By Gagandeep Ghuman
Published: April 6, 2014
In April this year, emergency dispatch was called to help a woman in Brackendale.
The first responders arrived to find a woman unconscious on the bathroom doorway. They started their diabetic protocol on her and administered two tubes of glucose.
It was just another 911 call, but the first responders in this case were fire fighters, not trained paramedics. The paramedics arrived 35 minutes later.
Similarily, on April 8, dispatch received call for a male who was unconscious and seemed like he wasn’t breathing.
Fire fighters responded to the scene, once again, and found a man suffering from anxiety disorder. In this case, the ambulance arrived 20 minutes later.
Incident like these two above, gleaned from a FOI request, may become more common as a consequence of BC Ambulance downgrading its Code 3 responses.
If you’ve waited for an unreasonably long period for an ambulance, please contact Gagan Ghuman at 604-849-0728 or at email@example.com
In November last year, BC ambulance downgraded 74 types of calls from emergency to routine after a review of over 900 calls.
BCAS claims the downgrading from Code 3 will reduce accidents that happen from blazing light and sirens and to ensure the emergency calls are properly prioritized.
The downgrade means fire fighters are first responders in many cases, providing medical help while waiting for BC Ambulance to arrive.
There have been few incidents where fire fighters had to wait for ambulance because of downgraded, said Squamish fire chief Russ Innoye.
But that might change as the town’s population grows, he added.
“It has fairly minimal impact on our community now, but if they continue to keep this change in place, we are going to experience more and more calls,” he said.

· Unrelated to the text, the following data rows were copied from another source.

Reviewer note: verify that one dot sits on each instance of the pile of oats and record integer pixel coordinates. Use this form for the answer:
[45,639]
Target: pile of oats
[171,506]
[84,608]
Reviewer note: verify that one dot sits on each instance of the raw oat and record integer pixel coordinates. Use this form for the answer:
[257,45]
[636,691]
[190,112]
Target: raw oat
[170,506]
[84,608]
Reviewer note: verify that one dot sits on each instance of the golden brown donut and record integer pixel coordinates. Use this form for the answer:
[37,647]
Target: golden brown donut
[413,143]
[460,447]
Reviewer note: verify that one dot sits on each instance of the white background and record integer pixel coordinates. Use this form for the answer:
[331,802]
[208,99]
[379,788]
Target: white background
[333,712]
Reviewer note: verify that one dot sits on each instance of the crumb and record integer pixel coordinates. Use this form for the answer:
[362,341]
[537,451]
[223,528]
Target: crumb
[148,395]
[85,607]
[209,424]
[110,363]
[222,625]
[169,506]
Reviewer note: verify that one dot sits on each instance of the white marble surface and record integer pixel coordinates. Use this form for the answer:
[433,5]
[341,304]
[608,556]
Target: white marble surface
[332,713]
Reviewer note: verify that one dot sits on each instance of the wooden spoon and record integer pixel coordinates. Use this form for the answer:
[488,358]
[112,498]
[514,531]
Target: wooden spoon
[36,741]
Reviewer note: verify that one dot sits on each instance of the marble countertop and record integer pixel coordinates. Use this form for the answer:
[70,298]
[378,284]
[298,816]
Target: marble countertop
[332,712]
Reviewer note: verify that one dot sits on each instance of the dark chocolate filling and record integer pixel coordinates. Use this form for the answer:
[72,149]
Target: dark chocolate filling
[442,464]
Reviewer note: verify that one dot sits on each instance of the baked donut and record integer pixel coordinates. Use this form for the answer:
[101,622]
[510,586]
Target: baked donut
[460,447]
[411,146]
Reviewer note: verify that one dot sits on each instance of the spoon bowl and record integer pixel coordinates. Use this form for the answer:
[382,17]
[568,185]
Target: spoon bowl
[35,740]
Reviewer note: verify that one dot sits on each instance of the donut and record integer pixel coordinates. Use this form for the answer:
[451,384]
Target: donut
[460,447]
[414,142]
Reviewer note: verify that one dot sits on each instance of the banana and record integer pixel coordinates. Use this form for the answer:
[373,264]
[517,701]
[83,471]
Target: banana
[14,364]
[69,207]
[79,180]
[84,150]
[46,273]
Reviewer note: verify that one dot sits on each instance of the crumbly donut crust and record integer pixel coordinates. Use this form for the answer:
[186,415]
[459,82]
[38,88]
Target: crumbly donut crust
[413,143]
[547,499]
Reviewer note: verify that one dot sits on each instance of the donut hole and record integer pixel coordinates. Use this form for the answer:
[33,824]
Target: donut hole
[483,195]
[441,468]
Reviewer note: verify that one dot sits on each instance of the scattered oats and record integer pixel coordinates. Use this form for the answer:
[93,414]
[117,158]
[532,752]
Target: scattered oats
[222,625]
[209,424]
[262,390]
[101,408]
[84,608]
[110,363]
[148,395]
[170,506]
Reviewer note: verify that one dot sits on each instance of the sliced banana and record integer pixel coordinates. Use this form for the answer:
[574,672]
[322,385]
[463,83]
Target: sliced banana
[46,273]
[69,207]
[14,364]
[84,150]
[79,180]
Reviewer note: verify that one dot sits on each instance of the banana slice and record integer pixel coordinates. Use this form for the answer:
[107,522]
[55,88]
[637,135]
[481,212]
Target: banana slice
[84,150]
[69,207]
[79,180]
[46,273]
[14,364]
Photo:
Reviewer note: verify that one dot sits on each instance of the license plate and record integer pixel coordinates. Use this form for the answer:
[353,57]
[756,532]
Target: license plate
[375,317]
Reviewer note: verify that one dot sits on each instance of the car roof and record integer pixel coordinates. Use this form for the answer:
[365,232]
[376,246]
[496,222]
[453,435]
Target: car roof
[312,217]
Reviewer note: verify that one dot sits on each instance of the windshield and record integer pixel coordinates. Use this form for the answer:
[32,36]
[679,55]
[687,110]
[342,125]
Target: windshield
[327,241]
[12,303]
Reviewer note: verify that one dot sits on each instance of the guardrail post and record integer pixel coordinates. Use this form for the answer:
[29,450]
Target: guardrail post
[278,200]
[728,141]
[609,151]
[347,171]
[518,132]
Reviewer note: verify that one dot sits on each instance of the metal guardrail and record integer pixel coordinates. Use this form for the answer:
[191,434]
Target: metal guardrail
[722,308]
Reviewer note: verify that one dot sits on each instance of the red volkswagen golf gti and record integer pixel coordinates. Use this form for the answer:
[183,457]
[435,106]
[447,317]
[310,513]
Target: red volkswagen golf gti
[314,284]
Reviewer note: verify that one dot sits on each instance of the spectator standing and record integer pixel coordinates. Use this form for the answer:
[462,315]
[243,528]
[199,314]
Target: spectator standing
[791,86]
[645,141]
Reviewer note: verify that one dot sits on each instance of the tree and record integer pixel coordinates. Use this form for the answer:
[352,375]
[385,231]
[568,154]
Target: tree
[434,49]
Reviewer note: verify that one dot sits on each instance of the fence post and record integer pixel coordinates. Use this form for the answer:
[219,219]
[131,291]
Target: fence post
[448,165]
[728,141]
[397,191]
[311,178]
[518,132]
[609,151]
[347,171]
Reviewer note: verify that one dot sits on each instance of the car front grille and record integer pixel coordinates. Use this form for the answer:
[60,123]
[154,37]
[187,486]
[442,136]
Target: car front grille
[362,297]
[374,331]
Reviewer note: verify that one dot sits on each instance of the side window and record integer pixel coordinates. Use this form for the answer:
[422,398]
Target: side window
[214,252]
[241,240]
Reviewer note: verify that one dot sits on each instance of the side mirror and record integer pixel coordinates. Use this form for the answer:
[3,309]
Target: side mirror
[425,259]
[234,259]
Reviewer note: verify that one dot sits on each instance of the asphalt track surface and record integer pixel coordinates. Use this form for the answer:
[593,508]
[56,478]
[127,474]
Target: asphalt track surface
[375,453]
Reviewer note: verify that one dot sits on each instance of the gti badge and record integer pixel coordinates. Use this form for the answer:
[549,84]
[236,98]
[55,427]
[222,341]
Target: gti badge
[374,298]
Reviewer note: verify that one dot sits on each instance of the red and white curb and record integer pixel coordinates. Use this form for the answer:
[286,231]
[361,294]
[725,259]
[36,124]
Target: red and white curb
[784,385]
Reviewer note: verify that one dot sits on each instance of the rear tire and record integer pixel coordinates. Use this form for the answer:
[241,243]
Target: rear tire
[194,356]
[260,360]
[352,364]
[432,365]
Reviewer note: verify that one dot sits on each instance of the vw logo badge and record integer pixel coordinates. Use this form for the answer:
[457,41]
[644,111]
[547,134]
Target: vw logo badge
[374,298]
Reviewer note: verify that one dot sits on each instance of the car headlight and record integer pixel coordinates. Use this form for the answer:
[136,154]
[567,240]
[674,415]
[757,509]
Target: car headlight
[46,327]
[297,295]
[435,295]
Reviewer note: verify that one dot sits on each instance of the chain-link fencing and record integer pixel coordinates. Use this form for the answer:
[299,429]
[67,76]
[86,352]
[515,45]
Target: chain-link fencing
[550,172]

Although fire fighters can assess the situation and upgrade the call, Innoye said patients may have to wait unnecessarily for longer period of time.
Squamish’s small size will shield it from major upheaval, but downgraded services have led to disputes between BCAS and fire departments in Vancouver and Surrey.

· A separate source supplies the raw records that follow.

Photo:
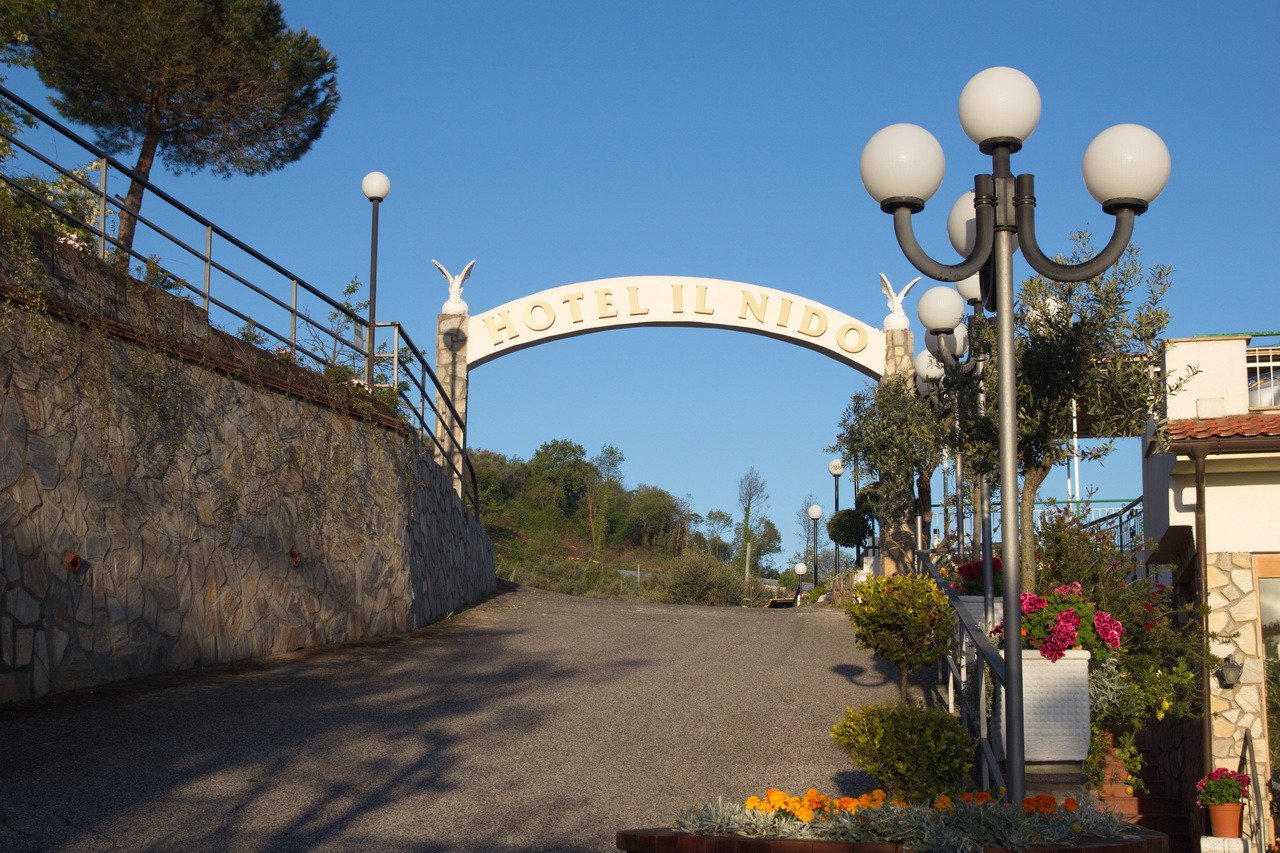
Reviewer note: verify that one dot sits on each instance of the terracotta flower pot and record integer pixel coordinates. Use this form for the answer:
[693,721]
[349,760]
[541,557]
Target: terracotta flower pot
[1224,819]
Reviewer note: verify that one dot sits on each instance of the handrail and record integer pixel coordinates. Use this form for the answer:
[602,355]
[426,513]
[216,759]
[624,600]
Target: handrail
[453,425]
[1110,516]
[1257,820]
[977,720]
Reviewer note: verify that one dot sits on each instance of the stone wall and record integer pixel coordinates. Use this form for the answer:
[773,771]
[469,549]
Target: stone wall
[222,502]
[1233,601]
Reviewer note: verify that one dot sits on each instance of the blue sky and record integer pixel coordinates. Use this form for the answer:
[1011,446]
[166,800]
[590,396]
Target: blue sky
[558,142]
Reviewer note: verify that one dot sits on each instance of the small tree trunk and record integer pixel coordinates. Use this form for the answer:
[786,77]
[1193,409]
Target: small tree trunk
[1032,482]
[133,200]
[924,489]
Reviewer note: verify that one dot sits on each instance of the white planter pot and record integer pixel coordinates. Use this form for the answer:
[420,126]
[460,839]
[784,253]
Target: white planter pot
[1056,706]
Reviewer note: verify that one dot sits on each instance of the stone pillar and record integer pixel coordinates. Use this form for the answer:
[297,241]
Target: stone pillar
[1233,602]
[899,357]
[451,369]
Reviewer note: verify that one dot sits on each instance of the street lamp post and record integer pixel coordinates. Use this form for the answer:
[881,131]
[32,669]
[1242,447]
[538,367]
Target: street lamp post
[814,512]
[375,186]
[836,466]
[1125,168]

Opposition critics charge the program has worsened wait times with patients having to wait for as many as two hours for an ambulance to arrive.

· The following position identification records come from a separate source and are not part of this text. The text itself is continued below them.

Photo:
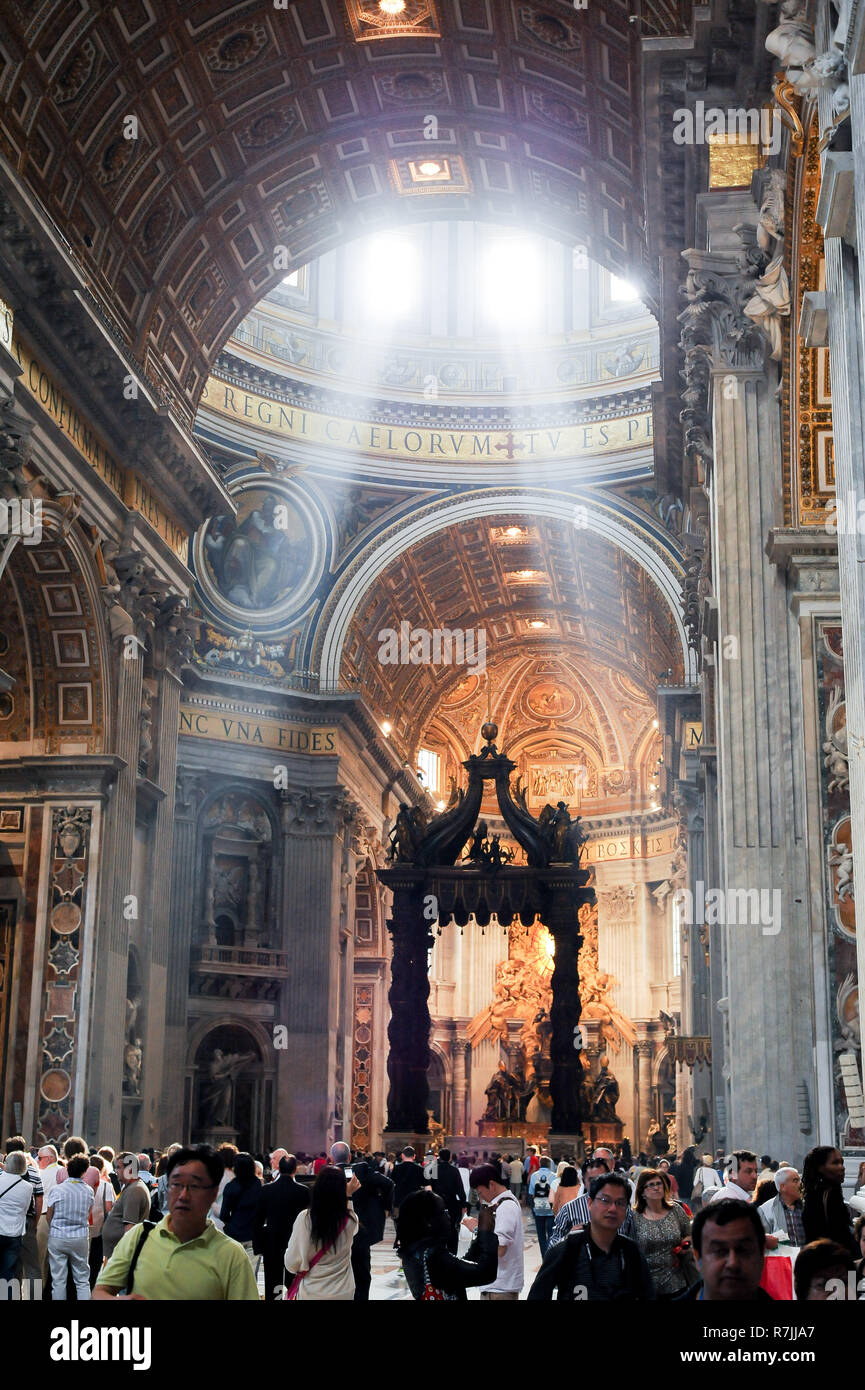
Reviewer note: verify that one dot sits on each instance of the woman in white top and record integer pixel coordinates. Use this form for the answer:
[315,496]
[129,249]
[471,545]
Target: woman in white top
[103,1201]
[320,1246]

Speaking in the provincial legislature, the MLA for New Westminster, Judy Darcy gave several examples where patients waited for two hours for the paramedics to arrive.
“A 103-year-old man fell from his wheelchair and suffered a head injury, while a 90-year-old woman bled from an injury to the back of her head as she waited for an ambulance to arrive,” she said.
A few months ago, Vancouver Sun reported on the case of a woman who waited for an ambulance on the pavement outside her daughter’s home for more than an hour with a broken hip.
A dispatcher, the Sun reported, re-tasked the ambulance call four times to other calls as she was considered a routine call.
In scenarios like these, first responder fire fighters may have to do more ambulance work. And that means local government will have to invest more in the fire services.
“If it starts to tax our fire resources, we may have to add a full-time person sooner than we thought,” said Coun. Doug Race.
District of Squamish has joined 32 other municipalities to passed a unanimous motion, stating that the government’s policy has created an “unprecedented downloading of costs and risks.”
Coun. Race said he hopes the provincial government will realise that local government has to be compensated for providing pre-hospital care.
Dr. Martha Dow, a SFU professor, recently wrote a research paper that concluded wait times for Code 2 calls have doubled, but there has been only a slight improvement in Code 3 wait times.
The ambulance services couldn’t comment by publication time.